Like anything else, this is a spectral thing, one extreme to the other, moderation is key. Every communication about a project goal can be seen as a specification; every spec should be looked at with a critical eye that says, "is this too specific?" and rip it out if there's even a hint that you're trying to tell some artist how to do their job. If you want to do off-shore subcontracting, get the artist to send them the specs, not Market Research or the VC CEO.
You might rephrase this bullet point as "Delegate specification refinement downward". A good specification might say, We wish to foster dating among cat lovers but it's up to cognitive psychologists, sociologists and veterinaries for how this might be done, and not one of them should have any say whatsoever about fonts and colours.
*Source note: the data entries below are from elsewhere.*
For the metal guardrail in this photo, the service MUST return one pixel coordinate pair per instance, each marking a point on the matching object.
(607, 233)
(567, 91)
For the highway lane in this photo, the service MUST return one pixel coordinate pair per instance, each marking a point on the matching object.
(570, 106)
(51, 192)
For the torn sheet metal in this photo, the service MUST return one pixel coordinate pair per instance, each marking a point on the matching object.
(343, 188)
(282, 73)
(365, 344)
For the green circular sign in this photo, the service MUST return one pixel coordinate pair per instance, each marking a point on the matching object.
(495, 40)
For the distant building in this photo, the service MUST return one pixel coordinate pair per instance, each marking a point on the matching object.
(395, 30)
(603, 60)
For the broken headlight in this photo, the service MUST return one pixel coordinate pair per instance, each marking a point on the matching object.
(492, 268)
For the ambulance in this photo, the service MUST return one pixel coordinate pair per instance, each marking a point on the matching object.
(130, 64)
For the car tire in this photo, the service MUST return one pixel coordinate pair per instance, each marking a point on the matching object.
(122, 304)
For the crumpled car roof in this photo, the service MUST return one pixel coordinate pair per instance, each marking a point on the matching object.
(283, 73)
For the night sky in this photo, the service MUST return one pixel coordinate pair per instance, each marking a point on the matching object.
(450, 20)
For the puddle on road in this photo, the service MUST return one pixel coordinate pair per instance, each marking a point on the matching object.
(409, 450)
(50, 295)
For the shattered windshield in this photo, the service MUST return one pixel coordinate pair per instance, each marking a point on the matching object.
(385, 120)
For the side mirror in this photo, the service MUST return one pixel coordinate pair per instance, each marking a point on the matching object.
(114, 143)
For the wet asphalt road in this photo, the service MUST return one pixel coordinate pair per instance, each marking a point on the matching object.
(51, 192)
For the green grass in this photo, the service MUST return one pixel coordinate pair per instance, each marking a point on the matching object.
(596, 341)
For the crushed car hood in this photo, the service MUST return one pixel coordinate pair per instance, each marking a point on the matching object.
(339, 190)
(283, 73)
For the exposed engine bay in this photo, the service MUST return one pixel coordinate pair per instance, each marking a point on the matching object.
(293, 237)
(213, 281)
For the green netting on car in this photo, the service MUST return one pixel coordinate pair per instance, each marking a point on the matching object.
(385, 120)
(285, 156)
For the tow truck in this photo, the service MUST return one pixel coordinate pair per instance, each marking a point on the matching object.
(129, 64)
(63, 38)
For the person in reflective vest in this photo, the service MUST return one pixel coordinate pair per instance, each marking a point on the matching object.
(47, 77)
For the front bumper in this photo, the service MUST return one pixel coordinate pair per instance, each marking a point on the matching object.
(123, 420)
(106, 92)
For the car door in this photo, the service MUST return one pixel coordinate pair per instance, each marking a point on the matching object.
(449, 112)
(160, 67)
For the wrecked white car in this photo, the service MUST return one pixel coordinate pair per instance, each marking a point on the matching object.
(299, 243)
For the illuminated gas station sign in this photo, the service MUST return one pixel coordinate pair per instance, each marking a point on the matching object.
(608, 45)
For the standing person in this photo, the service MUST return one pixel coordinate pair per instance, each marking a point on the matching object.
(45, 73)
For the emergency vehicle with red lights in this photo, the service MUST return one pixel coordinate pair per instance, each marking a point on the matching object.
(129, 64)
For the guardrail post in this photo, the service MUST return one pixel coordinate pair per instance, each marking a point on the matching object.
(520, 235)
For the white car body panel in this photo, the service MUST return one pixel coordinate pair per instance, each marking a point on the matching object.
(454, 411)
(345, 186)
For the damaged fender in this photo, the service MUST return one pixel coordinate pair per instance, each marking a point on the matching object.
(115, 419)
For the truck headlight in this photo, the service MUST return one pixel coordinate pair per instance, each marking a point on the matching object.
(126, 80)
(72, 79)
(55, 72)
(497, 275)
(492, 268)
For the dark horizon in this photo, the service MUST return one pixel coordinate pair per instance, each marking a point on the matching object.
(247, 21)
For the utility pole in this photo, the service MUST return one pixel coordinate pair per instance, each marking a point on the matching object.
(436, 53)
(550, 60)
Unfortunately, in the name of control and responsibility, the vast majority of specs are a fool's game. Smoke and mirrors, time and money wasted, and lost time.
humanizing software design
Teams, not tasks, tight-feedback loops of an endless stream of small victories, and a federation of design that respects each expert's domain knowledge; it's a tall order, I know.
There's lots of people who won't agree with me, but I'm just telling it as I've seen it go down these past twenty some odd years. Software is a gamble, it's a prospecting game, and you can use geology and engineering to pick a good spot to stake, but the final say in every motherlode find comes from an art closer to dowsing. Regardless what they preach in MBA courses, the path to fostering good software is not servitude to Gantt charts and deliverables, it's an intractable thing, metaphysical and abstract. And very human.
Unfortunately, very few software projects allow themselves this level of humanity. Very few can step out of that 60's era Engineering School sliderule mindset of shipbuilding, accept the mythness of the manhour and just let go of the control freak within. Losing control over something they don't understand only really proves why it is they hired domain experts instead of doing it themselves, but still, no one wants to let go, to just be Andy Warhol, confident in their own ability to craft a team, perfectly content to just let it rip and see what happens.
So they negate the humanity of the process, repress the existance of teams or turn it into a football kick-butt metaphor best left for motivational psychologists; they focus instead on a Vision of the Unbuilt Thing and design by spec, and the developers, who are very often people who oddly enough actually use this technology they see the spec and laugh over the water cooler, but they code it anyway. Might as well be a moron if the asshole spec is ludicrously naive ...
one final example
So, now, bottom line: Can it work? Can we create good software without specifications, without managerial reigns of powerpoint terror and chains of Project Timelines?
All the time.
Consider the obvious examples, the free-software hits like Apache or Linux, the sort of free-software coded by large numbers of unbridled people. No spec, just a mission and a self-selecting team of talent. They proceed not to create the massive killer Hurdle-Jumper, they proceed simply with What needs doing now (a very sane sentiment for anyone) and they pause, review, revisit, rethink, redo, lather rinse and repeat.
And they'll beat the morons every time. All four of them.